Paylaş
Bugünlerde hem hiç alışveriş havası yok hem de aşırı var. Hem hane ekonomisini sabit tutmayı deneyeyim diyorsun hem de almadığın şeyin fiyatının bir hafta sonra ikiye katlandığını görünce sinirin bozuluyor.
Bu, bende şöyle bir durum yarattı: Sürekli internete bakıp acaba şunu alsam mı, almazsam yarın pişman olur muyum, alırsam ay sonunda tadım iyice kaçar mı gibi birtakım sorularla boğuşuyorum.
Bu kadar alışveriş sitesinde gezinince de alışveriş sitesi bağımlısı oldum. Öte yandan bu bağımlılığım sayesinde milletimizin harika bir özelliğiyle tanıştım. Sitelerde, o ürünü almak isteyenlere müthiş faydalı bazı yorumlar dönüyor. Herkes her aldığını, üşenmemiş, detaylıca yorumlamış. Kendimizden sonrakileri düşünmeye gösterdiğimiz bu istisnai özenden inanın çok duygulandım.
Ayrıca bu yorumların birer mizah şelalesi olma durumu da var. Mesela buyurun, elektrik süpürgesi bakarken karşıma çıkan ve sonuna kadar fayda sağlayan şu yoruma bir bakın: “Hayatınızda görebileceğiniz en temizlik takıntısı insanım. Evde her gün, sabah akşam süpürge yapan; eve kadın gelse bile akşam bir kez daha süpürüp silen cinstenim. Bu süpürgeye 5 yıldız diyorum! Köpek tüyü almadı diyenler dikkat etsin, full çekti tüyleri. Hatta köpeği de çekti.”
Doğru diyor bu arada. Bu yoruma güvenerek ben de aldım süpürgeyi. Öyle bir tüy topladı ki bu kadar tüyü bir arada köpeğin üzerinde bile görmemiştim.
Sonra arada ihtiyacım olmayan ama bu ne saçma şeymiş diye baktığım ürünler var. Onlara yapılan yorumlar durduk yere alma isteği uyandırıyor. Örneğin arabaya takılan disko topu. Yorumu şöyle: “Arabanın çakmaklığına taktım. Radyodan da Ezhel-‘Pavyon’ açıyorum. Semtte turluyorum. 10 yaş gençleştim. Arabanızı pavyona dönüştürmek için de birebir.”

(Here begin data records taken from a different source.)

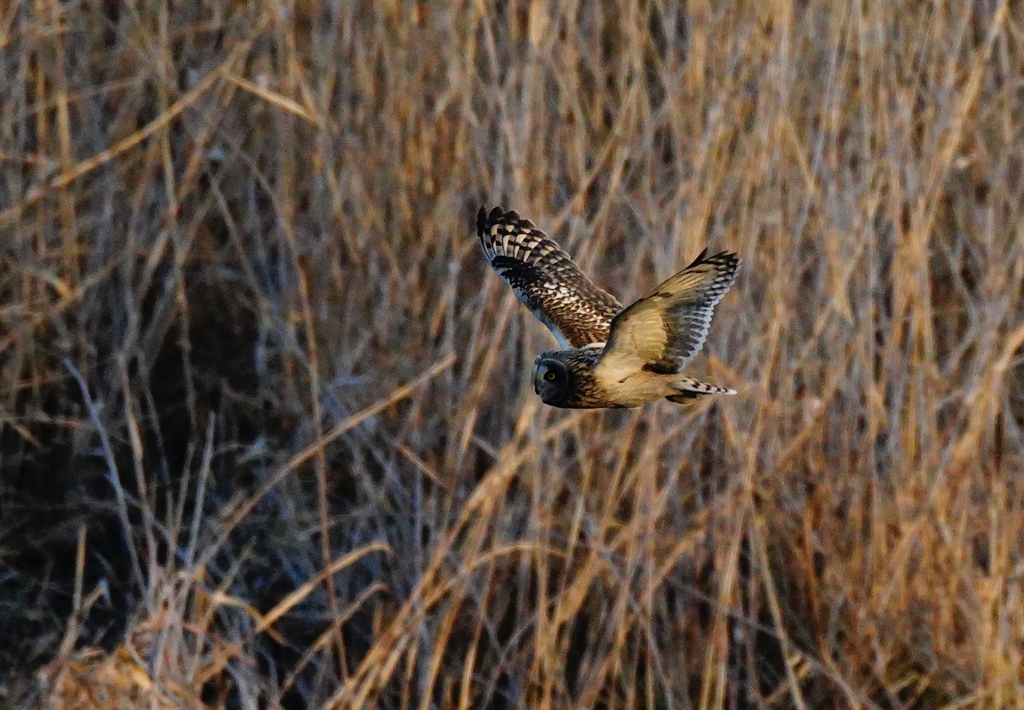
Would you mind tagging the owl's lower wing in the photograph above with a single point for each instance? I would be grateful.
(663, 331)
(545, 279)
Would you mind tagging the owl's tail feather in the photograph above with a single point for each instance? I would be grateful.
(690, 388)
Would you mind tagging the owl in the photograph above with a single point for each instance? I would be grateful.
(609, 356)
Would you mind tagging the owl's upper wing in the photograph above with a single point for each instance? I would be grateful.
(664, 330)
(544, 278)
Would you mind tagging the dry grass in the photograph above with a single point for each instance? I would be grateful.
(233, 233)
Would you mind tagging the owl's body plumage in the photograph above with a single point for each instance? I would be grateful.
(610, 356)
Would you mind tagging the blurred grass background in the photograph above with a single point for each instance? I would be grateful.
(267, 432)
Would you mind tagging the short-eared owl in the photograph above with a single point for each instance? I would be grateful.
(610, 356)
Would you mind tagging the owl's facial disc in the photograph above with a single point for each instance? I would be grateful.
(551, 381)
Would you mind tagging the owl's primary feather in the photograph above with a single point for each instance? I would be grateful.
(545, 279)
(664, 330)
(610, 357)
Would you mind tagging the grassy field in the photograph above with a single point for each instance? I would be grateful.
(268, 436)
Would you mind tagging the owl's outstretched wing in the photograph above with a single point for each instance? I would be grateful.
(544, 278)
(664, 330)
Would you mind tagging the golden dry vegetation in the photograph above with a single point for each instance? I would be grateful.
(267, 431)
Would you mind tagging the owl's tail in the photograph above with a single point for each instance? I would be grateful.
(690, 388)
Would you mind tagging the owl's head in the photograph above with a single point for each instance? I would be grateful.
(552, 380)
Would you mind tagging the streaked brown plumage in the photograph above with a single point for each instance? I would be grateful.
(610, 357)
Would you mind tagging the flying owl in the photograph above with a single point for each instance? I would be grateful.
(609, 356)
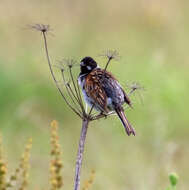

Arada toplumsal cinsiyet konusunda artan bilincin ve erkeklik eleştirisinin sirayet ettiği yorumlara da rastlıyorum. Misal şu yorumda araba için telefon tutacağından bahsediyoruz: “Çirkin bir görüntüsü var. Eşim beğendi. Eşim erkek çünkü.”
Ya da mutfak mikseri için yapılan şu yorum: “En ucuzu bu diye aldım. Çorbalık mercimek çeksin yeter. Mercimekleri taneli sevmiyormuş paşam. Daha da beğenmezse gitsin anasının evine, çorbasını içsin, öyle gelsin. Benim canımı sıkmasın.”
Bir diğer birey kese almış ve şöyle eyyorlamış: “Kese gelir gelmez çocuğumu yıkadım. Çocuğun yarısı banyoda kaldı. Biz çocuğun ten rengini de kilosunu da yanlış biliyormuşuz. Evladımla ilk kez tanışıyor gibiyim.”
Bitmedi, dahası da var... Mesela ekonomi yorumlarda geniş yer buluyor. Alışveriş sitesi yorum bölümü şimdilik sosyal medya denetlemelerinden muaf anlaşılan:
“Bir hafta önce 260 TL’ye almıştım. Şimdi yüzde 10 indirime girip 320 TL olmuş. Üretici firmanın CEO’su kararnameyle görevden alındı tahminim, bir Resmi Gazete’ye bakıcam.”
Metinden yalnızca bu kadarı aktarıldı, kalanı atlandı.